Trame founders Ismail and Adnane Tazi presented their Alhambra.gcode collection at Alcova this year, a series of 3D-printed ceramics designed by Amandine David, Wonmin Park, and Arthur Mamou-Mani. The brief was to design around the 16th-century Spanish Renaissance palace of Alhambra, the structure of which was heavily influenced by the dominant Islamic culture of the time. —C.O.


Laila Gohar for Muller Van Severen

The New York–based Egyptian queen of food and fun Laila Gohar has partnered with Muller Van Severen on a table of many levels. Inspired by the mud brick pigeon houses of her homeland, the Pigeon Table features several layers for landing and taking off, in white and sleek pastels. The long-distance collaboration developed before Gohar met the Van Severens, fueled by their mutual appreciation for each other’s creative practices. Now that they’ve connected, who knows what else they might cook up? –C.O.


Casa Cabana for the Invisible Collection

Martina Mondadori, founder of Cabana, launched the brand’s first lighting range this week, inspired by the late 20th-century Italian architect Renzo Mongiardino. (He also designed Mondadori’s childhood home in Milan, pictured here.) Made to order in Italy and available exclusively through the Invisible Collection and Cabana’s website, the collection includes three distinct designs, two of which are based on iconic styles from the local restaurant Da Giacomo, designed by Mongiardino in 1989. —S.S.


Ladies & Gentlemen Studio at Ariake

Ladies & Gentlemen Studio debuted their new lighting collection, Veil, as part of the group exhibition “Cipango: Japan Reimagined,” organized by the furniture brand Ariake. A contemporary study of lightness and ephemerality, the series is comprised of two styles of lights featuring simple panels of cotton, satin, and linen draped over a wooden frame and accented with finials. Despite the creative point of departure, both pieces have great presence. —S.S.


Wilkinson & Rivera for SCP

The London-based designers Wilkinson & Rivera (whose work is available in the U.S. via the Future Perfect) expanded their collection of stools and seating with the introduction of the Silla de Baile alongside their first cocktail table, the Mesa de Baile. Exhibited in the cloisters of a church for SCP, the styles further the young duo’s refinement of their handmade technique, evolved to minimize waste and offcuts—though it still consumes a fair amount of time, with individual pieces taking up to a month to complete. —S.S.

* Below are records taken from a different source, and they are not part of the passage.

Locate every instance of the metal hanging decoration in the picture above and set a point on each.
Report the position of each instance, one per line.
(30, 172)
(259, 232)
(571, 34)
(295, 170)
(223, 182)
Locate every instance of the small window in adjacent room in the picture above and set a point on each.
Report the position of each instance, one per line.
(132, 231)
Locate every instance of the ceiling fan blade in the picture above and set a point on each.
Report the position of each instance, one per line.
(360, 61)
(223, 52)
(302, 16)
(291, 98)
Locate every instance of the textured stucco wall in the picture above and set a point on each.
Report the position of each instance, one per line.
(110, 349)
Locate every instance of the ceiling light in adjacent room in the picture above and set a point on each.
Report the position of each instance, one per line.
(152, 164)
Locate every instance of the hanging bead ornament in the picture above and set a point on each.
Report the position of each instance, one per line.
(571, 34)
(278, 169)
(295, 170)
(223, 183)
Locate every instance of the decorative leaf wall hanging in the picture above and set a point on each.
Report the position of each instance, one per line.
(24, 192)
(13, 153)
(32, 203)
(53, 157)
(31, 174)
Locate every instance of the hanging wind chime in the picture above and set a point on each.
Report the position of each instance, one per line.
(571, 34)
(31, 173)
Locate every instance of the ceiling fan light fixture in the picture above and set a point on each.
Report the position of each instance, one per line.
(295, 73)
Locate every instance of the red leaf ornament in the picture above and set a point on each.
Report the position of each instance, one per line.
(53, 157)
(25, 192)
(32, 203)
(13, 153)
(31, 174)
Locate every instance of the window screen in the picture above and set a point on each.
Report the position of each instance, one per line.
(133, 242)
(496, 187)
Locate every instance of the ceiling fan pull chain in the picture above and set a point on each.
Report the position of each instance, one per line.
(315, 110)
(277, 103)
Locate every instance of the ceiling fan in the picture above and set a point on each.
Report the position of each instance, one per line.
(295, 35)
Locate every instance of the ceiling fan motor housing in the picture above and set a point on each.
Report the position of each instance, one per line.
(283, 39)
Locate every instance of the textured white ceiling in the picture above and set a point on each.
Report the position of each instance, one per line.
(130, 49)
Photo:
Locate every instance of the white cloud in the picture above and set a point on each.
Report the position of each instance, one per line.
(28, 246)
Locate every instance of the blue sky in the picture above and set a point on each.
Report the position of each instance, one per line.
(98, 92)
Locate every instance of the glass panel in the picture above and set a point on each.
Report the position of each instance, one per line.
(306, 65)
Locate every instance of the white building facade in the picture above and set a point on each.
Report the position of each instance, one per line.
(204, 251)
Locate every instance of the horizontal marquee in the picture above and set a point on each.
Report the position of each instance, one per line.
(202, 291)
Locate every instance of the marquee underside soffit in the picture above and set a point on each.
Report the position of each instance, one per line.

Luke Edward Hall for Ginori

Fantasy-obsessed British designer Luke Edward Hall’s travels and dreams often make their way into his work. Case in point: Hall’s new collaboration with Ginori 1735, the Italian porcelain purveyors founded by the Marquis Carlo Andrea Ginori in the 18th century. Wonderfully naive drawings of the Cotswolds, Marrakech, Rajasthan, Big Sur, and Venice decorate candles with scents that remind Hall of his visits, with porcelain dishes to match. —C.O.
Historic French homeware houses Rinck (founded in 1841) and Thevenon (founded in 1908) have teamed up for a vibrant collection of textiles, exhibiting at the experimental Alcova show in Milan this week. Both brands are family run and currently under the leadership of the sharp, young minds of Valentin Goux and Victor Thevenon. At Alcova, the brands showed a collection of colorful textiles and rugs, some of which displayed abstracted details from historic furniture. —C.O.